Check the value you are using for <number of nodes in cluster> to ensure you aren't specifying a higher number of instances than nodes. Only one instance per node can be run, due to the hostname:UNIQUE constraint. Marathon will wait forever for another available node to execute on.
Check the Mesos logs at http://localhost:[port #]/mesos. In the "Completed Tasks" section, look for any instances of your cleanup application with status "KILLED" or "FAILED". You can go to the "Sandbox" for those instances to see their stderr and stdout to check for any obvious errors. Make sure to take note of the "Host" that attempted to run the application to identify if one node in particular is failing to execute it.
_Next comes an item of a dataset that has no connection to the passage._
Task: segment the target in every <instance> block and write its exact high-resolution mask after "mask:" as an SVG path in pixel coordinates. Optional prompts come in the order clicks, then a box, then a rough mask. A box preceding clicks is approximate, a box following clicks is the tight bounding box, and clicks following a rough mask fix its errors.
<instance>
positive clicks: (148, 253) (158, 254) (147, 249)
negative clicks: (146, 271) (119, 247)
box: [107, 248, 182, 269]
One or more of your nodes may not have 32MB of memory available to run the application. In this case, you'll need to identify the node, identify the running applications on that node, and scale-down some of the running applications in Marathon until there is 32MB available.  (All of this information can be found at http://localhost:[port #]/mesos.) Alternatively, you can SSH to the node from the master and execute the commands manually.
Your node's disk may be so full that Marathon cannot deploy the application. In this case, you'll need to SSH to the node from the master and execute the commands manually.


I don't have access to the private SSH key used to create my cluster!

If your environment is Azure Container Services, you can reset SSH keys, create/delete users, etc, with the Azure VMAccess extension.